The National Oceanic and Atmospheric Administration announced Monday that there have been 23 weather extreme events in America that cost at least $1 billion this year through August, eclipsing the year-long record total of 22 set in 2020. So far this year’s disasters have cost more than $57.6 billion and claimed at least 253 lives.

And NOAA’s count does not yet include Tropical Storm Hilary’s damages in hitting California and a deep drought that has struck the South and Midwest because those costs are still to be totaled, said Adam Smith, the NOAA applied climatologist and economist who tracks the billion-dollar disasters.

“We’re seeing the fingerprints of climate change all over our nation,” Mr. Smith said in an interview Monday. “I would not expect things to slow down anytime soon.”

NOAA has been tracking billion-dollar weather disasters in the United States since 1980 and adjusts damage costs for inflation. What’s happening reflects a rise in the number of disasters and more areas being built in risk-prone locations, Mr. Smith said.

NOAA added eight new billion-dollar disasters to the list since its last update a month ago. In addition to Idalia and the Hawaiian firestorm that killed at least 115 people, NOAA newly listed an August 11 Minnesota hailstorm; severe storms in the Northeast in early August; severe storms in Nebraska, Missouri, Illinois, Indiana and Wisconsin in late July; mid-July hail and severe storms in Michigan, Wisconsin, Ohio, Tennessee and Georgia; deadly flooding in the Northeast and Pennsylvania in the second week of July; and a late June outbreak of severe storms in Missouri, Illinois and Indiana.

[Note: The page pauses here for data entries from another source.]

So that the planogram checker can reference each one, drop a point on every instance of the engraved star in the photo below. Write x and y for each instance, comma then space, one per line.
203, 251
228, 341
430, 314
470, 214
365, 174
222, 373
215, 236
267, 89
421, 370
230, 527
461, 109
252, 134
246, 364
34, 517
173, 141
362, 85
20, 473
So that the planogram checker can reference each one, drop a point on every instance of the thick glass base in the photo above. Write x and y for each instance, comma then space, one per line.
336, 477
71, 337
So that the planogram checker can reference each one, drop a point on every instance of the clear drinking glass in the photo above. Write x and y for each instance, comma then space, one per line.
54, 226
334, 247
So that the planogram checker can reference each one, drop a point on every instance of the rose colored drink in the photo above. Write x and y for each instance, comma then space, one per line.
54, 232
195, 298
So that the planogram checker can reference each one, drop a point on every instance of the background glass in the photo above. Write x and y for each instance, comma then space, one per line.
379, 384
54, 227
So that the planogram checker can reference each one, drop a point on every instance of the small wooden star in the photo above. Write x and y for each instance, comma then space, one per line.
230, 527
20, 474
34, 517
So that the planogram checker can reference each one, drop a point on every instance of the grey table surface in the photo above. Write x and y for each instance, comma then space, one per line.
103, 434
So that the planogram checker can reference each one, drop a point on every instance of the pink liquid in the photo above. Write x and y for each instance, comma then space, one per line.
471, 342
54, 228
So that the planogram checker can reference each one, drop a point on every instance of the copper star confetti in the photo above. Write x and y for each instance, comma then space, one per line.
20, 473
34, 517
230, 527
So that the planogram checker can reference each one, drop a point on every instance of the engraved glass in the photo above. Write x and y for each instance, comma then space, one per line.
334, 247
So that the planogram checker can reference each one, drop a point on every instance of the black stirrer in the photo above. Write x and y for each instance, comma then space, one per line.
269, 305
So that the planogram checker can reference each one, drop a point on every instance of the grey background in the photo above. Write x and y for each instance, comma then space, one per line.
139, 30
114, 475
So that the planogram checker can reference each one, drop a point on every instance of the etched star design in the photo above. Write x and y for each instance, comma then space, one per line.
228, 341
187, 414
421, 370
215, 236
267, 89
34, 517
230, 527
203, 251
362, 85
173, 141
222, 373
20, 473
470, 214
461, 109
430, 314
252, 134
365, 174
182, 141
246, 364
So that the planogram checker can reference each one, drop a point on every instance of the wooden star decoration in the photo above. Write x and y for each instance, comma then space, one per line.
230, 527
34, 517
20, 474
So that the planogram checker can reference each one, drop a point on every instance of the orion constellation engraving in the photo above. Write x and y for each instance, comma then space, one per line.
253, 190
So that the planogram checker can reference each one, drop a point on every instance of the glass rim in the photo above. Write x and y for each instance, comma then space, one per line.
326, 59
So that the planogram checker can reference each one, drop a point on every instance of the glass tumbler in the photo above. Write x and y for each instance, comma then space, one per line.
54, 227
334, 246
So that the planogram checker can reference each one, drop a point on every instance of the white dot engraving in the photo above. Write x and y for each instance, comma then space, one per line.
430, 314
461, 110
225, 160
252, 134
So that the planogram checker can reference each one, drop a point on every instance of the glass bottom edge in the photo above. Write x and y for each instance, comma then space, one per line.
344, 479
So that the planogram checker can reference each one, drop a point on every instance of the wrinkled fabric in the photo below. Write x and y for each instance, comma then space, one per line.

“This year a lot of the action has been across the center states, north central, south and southeastern states,” Mr. Smith said.

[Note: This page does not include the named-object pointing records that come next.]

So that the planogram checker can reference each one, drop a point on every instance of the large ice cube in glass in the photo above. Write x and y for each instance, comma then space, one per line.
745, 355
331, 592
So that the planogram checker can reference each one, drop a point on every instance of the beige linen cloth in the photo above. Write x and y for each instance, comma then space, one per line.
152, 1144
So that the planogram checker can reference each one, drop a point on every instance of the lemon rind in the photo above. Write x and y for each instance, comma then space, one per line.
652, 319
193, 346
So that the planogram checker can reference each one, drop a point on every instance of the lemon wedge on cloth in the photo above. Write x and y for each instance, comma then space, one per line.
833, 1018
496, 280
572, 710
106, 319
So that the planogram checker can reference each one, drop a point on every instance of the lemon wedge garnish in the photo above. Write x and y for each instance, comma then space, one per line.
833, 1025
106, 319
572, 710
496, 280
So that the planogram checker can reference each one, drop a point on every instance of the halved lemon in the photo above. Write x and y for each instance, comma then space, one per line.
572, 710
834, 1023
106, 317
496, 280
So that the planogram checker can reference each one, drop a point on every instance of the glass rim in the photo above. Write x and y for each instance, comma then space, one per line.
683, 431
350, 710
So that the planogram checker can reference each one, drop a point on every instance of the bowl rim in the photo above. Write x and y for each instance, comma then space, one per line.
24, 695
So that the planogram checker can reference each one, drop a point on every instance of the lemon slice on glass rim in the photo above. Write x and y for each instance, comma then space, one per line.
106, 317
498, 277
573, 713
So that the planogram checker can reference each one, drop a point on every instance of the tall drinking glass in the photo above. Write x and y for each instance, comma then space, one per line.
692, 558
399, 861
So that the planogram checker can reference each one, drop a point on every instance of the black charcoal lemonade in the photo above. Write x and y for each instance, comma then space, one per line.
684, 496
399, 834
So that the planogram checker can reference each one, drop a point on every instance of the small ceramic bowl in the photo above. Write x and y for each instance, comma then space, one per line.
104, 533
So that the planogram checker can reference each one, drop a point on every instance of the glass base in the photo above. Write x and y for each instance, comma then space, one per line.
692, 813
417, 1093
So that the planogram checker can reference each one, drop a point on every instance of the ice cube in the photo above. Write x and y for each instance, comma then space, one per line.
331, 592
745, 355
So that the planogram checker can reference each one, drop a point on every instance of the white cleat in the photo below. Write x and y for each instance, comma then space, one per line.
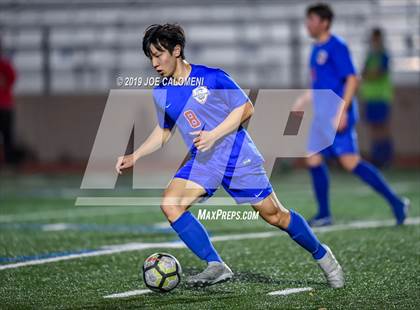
332, 269
214, 273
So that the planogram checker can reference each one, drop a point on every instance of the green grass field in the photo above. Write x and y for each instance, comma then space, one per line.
38, 220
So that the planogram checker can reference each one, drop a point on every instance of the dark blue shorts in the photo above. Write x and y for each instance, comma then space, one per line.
247, 184
377, 112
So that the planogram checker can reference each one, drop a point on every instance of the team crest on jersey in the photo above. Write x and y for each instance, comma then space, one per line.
200, 94
321, 57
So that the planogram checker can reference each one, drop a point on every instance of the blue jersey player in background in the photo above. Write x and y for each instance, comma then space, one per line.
209, 117
332, 68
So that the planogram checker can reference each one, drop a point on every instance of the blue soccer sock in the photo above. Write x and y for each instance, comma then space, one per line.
321, 184
372, 176
303, 235
195, 236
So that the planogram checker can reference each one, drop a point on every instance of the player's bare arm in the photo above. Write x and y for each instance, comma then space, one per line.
204, 140
350, 89
155, 141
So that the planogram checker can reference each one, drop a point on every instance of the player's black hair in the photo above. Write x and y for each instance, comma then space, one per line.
377, 32
165, 36
323, 10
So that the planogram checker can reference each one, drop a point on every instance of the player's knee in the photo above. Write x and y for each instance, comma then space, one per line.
172, 212
349, 163
279, 219
171, 208
314, 161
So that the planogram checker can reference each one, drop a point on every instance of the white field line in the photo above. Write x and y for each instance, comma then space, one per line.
135, 246
143, 201
289, 291
129, 294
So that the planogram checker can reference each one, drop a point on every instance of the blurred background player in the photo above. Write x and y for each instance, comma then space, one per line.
332, 68
221, 107
376, 91
7, 80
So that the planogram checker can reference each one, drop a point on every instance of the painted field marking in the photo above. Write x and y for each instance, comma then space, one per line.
135, 246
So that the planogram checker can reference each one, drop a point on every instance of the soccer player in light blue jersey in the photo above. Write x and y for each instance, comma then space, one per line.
209, 118
332, 68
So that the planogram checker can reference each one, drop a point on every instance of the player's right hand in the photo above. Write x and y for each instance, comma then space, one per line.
124, 162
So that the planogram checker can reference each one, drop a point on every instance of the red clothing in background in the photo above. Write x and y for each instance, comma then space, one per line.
7, 79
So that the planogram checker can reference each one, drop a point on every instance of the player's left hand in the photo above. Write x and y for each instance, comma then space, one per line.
204, 140
341, 121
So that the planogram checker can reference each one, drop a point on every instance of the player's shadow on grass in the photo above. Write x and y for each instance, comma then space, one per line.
250, 277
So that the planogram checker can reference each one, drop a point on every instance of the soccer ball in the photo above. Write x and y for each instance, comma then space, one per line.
161, 272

Experts say the United States has to do more to adapt to increased disasters because they will only get worse.

Mr. Smith said he thought the 2020 record would last for a long time because the 20 billion-dollar disasters that year smashed the old record of 16.

It did not, and now he no longer believes new records will last long.

This report contains information from The Associated Press.